In totale l'anno scorso le esportazioni di prosciutto di Parma hanno segnato un aumento del 4%, per un giro di affari complessivo di 1,5 miliardi di euro, mentre la crescita all'estero per il San Daniele è stata del 2%. Per il Parma la crescita maggiore è stata in Australia (+80%), ma va bene anche l'Asia grazie alla forte ripresa del Giappone (+15,7%). In Centro e Sudamerica l'aumento era stato del 33,8%, anche se l'Argentina ha pesato per "solo" 264 tonnellate di salumi.

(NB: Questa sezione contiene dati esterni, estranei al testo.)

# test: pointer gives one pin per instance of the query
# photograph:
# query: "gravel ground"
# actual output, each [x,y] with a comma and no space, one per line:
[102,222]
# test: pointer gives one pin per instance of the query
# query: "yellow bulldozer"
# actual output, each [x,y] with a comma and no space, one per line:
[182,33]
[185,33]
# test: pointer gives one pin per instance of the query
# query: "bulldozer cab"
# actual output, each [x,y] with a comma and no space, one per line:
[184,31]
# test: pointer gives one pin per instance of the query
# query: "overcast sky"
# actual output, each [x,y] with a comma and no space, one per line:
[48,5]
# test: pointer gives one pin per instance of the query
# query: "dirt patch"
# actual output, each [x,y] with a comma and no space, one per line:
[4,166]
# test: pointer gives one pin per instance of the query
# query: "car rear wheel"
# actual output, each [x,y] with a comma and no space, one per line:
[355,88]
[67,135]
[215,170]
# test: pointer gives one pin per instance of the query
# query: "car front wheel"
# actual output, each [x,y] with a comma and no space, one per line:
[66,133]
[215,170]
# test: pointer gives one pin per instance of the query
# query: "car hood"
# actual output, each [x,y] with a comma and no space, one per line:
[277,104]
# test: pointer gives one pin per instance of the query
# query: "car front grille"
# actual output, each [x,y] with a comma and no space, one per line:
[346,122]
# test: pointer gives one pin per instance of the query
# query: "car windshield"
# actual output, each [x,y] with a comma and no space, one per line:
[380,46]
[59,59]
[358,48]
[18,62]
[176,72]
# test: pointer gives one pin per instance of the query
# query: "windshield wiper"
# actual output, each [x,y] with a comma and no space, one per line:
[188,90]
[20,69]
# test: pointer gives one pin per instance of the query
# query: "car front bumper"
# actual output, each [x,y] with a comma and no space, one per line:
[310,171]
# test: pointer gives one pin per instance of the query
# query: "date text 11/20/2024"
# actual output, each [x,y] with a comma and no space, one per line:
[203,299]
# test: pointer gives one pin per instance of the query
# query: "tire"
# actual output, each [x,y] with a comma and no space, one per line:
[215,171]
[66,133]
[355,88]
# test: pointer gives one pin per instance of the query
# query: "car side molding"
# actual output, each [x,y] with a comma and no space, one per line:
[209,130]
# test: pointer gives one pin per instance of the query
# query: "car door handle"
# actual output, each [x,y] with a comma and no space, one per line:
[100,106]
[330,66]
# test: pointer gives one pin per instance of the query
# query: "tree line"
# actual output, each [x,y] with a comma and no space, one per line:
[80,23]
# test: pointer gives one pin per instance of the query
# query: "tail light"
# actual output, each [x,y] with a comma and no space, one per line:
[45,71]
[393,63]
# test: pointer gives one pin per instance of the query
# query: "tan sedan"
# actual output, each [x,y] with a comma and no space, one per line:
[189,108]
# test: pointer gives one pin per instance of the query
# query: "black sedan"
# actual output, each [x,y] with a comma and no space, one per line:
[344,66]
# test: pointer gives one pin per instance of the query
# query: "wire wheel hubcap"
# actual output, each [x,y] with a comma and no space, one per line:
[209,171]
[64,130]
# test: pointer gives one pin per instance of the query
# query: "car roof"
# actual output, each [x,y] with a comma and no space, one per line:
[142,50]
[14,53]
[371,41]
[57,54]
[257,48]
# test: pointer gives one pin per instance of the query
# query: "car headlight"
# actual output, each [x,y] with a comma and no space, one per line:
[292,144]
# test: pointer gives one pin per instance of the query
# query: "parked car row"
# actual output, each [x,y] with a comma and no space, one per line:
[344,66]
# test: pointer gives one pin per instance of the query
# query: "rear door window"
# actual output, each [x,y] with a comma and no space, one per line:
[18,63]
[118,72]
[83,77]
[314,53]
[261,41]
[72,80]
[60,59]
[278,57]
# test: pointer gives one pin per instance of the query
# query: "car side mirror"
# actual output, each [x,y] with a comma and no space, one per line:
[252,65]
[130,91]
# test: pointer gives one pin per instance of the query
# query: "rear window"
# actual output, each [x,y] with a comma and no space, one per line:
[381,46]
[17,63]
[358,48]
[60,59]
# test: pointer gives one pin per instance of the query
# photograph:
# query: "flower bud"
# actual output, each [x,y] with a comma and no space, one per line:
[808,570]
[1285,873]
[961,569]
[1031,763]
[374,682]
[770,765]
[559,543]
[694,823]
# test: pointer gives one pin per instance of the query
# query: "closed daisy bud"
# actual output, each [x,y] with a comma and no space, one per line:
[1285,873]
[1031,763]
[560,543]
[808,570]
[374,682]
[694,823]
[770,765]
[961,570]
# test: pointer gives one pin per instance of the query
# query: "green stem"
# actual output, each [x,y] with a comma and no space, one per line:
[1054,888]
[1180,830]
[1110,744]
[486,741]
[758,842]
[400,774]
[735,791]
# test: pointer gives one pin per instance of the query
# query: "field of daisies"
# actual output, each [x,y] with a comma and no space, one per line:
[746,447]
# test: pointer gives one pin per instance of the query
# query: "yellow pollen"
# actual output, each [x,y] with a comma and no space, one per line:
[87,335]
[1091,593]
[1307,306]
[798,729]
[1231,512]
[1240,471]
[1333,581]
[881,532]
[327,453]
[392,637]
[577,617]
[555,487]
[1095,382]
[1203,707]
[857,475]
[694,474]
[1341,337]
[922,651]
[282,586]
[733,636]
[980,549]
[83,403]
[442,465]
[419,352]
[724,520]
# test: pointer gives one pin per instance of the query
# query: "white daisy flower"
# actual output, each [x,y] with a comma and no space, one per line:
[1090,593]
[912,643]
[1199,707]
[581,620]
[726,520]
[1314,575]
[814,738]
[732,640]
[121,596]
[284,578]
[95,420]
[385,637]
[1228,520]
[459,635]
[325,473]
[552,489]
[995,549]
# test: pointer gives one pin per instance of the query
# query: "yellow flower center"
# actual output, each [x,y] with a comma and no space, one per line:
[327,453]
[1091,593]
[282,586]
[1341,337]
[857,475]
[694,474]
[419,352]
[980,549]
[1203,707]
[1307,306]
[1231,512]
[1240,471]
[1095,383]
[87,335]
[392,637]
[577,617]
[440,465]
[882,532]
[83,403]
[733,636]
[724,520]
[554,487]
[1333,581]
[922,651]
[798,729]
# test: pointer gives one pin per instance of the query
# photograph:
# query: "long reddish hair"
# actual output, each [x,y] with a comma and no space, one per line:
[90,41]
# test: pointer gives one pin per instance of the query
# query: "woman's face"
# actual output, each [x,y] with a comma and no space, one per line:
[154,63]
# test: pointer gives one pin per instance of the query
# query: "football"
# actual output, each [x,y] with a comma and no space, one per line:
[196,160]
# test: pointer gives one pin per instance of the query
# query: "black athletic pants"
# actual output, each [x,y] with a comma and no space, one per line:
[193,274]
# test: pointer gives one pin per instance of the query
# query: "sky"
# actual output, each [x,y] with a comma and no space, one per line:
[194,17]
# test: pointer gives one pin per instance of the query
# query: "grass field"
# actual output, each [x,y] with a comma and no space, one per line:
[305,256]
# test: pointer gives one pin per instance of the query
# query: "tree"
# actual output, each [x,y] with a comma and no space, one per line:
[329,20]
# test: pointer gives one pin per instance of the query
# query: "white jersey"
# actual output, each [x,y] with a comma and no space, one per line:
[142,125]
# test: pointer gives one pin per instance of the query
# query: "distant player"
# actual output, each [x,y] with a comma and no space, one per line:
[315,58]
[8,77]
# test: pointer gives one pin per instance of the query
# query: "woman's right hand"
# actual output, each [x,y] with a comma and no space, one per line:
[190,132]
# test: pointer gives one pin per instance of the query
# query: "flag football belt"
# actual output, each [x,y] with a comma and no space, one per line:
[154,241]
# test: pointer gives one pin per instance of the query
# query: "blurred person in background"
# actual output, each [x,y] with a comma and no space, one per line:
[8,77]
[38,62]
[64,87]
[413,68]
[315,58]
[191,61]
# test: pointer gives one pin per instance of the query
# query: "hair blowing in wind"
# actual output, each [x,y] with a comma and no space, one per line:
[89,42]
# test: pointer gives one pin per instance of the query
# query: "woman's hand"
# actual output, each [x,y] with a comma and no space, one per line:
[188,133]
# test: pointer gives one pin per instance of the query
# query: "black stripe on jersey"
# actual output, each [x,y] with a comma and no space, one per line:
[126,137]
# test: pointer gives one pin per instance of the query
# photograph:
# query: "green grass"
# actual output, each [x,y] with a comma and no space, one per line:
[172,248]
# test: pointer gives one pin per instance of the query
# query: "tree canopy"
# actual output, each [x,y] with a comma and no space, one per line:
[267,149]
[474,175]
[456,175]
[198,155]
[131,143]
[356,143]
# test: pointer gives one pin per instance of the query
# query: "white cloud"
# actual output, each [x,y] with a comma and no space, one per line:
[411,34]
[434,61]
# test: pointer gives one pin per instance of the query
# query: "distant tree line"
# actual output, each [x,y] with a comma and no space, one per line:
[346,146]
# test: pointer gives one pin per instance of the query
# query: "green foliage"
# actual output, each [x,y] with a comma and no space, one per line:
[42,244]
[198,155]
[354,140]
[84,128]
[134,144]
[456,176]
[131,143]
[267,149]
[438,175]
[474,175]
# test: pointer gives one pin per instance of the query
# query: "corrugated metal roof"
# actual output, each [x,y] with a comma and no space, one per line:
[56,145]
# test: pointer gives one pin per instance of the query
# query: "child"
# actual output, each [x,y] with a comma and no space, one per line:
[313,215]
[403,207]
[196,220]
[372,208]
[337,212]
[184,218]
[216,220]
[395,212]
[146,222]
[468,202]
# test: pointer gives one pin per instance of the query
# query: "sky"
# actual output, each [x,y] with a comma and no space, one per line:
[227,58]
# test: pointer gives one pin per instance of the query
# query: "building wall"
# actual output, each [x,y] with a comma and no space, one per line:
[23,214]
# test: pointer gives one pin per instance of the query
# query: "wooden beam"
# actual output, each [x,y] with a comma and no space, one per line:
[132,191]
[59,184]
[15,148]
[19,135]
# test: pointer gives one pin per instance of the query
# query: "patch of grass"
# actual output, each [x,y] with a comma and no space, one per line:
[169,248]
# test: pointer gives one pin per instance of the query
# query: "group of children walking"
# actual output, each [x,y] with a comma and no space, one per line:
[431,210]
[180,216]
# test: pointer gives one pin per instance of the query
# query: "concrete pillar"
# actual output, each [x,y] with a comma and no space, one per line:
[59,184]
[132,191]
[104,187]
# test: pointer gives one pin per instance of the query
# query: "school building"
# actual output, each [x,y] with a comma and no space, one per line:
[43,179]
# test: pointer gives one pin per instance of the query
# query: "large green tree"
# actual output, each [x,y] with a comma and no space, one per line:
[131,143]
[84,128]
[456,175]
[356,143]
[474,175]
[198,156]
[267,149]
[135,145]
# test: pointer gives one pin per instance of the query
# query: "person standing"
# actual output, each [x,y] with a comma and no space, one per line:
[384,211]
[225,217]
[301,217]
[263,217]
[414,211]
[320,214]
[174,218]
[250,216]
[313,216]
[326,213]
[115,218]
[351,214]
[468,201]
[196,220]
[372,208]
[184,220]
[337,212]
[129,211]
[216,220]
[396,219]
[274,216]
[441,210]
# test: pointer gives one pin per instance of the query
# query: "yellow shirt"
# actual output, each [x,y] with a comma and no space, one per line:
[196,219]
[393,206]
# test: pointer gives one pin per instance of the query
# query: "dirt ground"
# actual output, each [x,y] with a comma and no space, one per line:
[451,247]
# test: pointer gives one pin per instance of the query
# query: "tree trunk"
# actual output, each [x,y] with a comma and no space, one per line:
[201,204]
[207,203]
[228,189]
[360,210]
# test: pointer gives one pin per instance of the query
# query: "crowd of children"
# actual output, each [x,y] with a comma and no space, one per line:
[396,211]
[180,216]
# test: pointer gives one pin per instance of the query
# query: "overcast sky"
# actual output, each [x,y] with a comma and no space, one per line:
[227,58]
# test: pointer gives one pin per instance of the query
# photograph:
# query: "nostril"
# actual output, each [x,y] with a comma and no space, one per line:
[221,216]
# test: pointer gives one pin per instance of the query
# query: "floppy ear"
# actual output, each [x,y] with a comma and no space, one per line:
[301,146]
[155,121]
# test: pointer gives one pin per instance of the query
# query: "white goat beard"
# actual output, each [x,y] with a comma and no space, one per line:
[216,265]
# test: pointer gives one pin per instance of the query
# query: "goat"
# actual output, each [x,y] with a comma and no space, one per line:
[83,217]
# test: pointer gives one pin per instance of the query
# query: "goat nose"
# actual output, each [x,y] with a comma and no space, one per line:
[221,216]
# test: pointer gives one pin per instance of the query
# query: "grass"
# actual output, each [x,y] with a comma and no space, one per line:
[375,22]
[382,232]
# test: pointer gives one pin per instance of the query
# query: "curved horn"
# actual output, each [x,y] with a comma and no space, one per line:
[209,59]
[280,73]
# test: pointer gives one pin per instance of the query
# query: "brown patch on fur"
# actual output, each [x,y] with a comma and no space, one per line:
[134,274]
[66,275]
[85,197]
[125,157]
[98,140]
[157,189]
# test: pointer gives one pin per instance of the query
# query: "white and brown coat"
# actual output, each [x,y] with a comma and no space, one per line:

Il divieto all'import è arrivato in seguito all'accordo sottoscritto dalla segreteria del Commercio interno argentino con i produttori nazionali di carne suina, una misura che punta a proteggere il prodotto interno argentino e a frenare l'uscita di valuta dal Paese. Ma secondo la World organization for international relations (Woir) le restrizioni alle importazioni dell'Argentina violano le regole del commercio internazionale e devono essere subito rimosse. Dure proteste anche dalla Coldiretti, che intende far valere le regole del libero commercio internazionale: ma intanto i pochi argentini che si trovano con un prosciutto italiano in casa (o al ristorante) lo dovranno centellinare.